During 2008, at least 2,390 prisoners were executed in 25 countries, and at least 8,864 were sentenced to death in 52 countries. These figures include only cases known to Amnesty International; the actual figures are thought to be higher. Five countries conducted 93 percent of all known executions in 2008: China (at least 1,718), Iran (at least 346), Saudi Arabia (at least 102), the United States (37), and Pakistan (at least 36).
Several international protocols now commit parties to not having a death penalty:
The Second Optional Protocol to the International Covenant on Civil and Political Rights provides for the total abolition of the death penalty, but permits states to retain it in wartime as an exception. This protocol has been ratified by 70 states, with four others signing it to indicate the intention of becoming a party to it at a later date. (The United States is not a signatory.)
The Protocol to the American Convention on Human Rights to Abolish the Death Penalty is similar to the previous protocol. It has been ratified by 11 countries in the Americas. (The United States is not a signatory.)
The Protocol No. 13 to the European Convention for the Protection of Human Rights and Fundamental Freedoms (European Convention on Human Rights) provides for the total abolition of the death penalty in all circumstances.

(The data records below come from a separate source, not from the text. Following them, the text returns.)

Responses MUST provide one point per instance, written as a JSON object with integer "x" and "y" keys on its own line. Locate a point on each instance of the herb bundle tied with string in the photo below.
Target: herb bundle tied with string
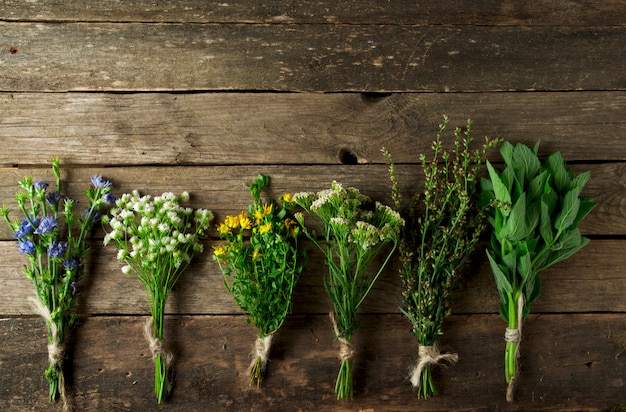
{"x": 156, "y": 239}
{"x": 354, "y": 230}
{"x": 54, "y": 238}
{"x": 535, "y": 211}
{"x": 262, "y": 271}
{"x": 443, "y": 226}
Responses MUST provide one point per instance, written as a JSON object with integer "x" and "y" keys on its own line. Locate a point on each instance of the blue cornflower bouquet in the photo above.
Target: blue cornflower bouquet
{"x": 156, "y": 238}
{"x": 53, "y": 237}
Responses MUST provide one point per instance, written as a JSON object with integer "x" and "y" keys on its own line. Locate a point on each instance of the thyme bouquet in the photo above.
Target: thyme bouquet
{"x": 535, "y": 211}
{"x": 54, "y": 239}
{"x": 261, "y": 272}
{"x": 156, "y": 239}
{"x": 443, "y": 226}
{"x": 354, "y": 230}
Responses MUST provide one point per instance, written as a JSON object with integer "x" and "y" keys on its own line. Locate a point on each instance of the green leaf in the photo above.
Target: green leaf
{"x": 545, "y": 228}
{"x": 500, "y": 190}
{"x": 515, "y": 227}
{"x": 560, "y": 255}
{"x": 567, "y": 215}
{"x": 502, "y": 282}
{"x": 556, "y": 165}
{"x": 536, "y": 185}
{"x": 506, "y": 151}
{"x": 526, "y": 163}
{"x": 524, "y": 264}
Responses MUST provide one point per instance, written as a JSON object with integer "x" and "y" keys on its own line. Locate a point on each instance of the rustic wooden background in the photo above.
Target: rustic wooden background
{"x": 202, "y": 96}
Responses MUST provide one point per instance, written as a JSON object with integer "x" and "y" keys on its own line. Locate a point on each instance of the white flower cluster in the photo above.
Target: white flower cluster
{"x": 155, "y": 231}
{"x": 349, "y": 216}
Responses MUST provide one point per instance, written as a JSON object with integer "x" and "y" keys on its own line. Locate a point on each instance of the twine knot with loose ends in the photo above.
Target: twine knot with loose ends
{"x": 515, "y": 336}
{"x": 262, "y": 349}
{"x": 56, "y": 351}
{"x": 156, "y": 348}
{"x": 346, "y": 349}
{"x": 429, "y": 355}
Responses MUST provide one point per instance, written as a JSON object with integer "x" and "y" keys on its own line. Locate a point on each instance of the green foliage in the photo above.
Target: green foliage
{"x": 354, "y": 231}
{"x": 535, "y": 211}
{"x": 261, "y": 271}
{"x": 443, "y": 225}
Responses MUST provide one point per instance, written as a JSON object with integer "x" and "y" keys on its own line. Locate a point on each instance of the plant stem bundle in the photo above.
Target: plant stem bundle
{"x": 53, "y": 238}
{"x": 536, "y": 209}
{"x": 443, "y": 225}
{"x": 354, "y": 232}
{"x": 261, "y": 272}
{"x": 157, "y": 238}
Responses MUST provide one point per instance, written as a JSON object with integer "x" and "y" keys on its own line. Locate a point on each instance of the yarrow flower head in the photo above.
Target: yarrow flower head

It has been ratified by 40 states and signed by five others.
United Nations 62nd General Assembly Resolution
The United Nations 62nd General Assembly introduced a second resolution for a moratorium on the use of the death penalty in December 2008. Members voted 106 for, 46 against, and 34 abstained. (The United States voted against the resolution.) A higher proportion voted for the resolution than in 2007, when the first resolution was introduced.
The Death Penalty and Foreign Nationals in the United States
According to figures assembled by the Death Penalty Information Center, 124 foreign nationals from 32 countries were on death row in the U.S. in February 2009. The Vienna Convention on Consular Relations requires authorities to inform a foreign national under arrest of the right to confer with consular officials from the country of citizenship to obtain legal aid and guidance. Although the United States is a party to this convention, and it is binding upon all states in the conduct of the criminal process, its requirements have often not been followed. This has become a particular issue in death penalty cases, with executions carried out in several instances where the prisoner had not been notified of the right to consular access in a timely manner before trial.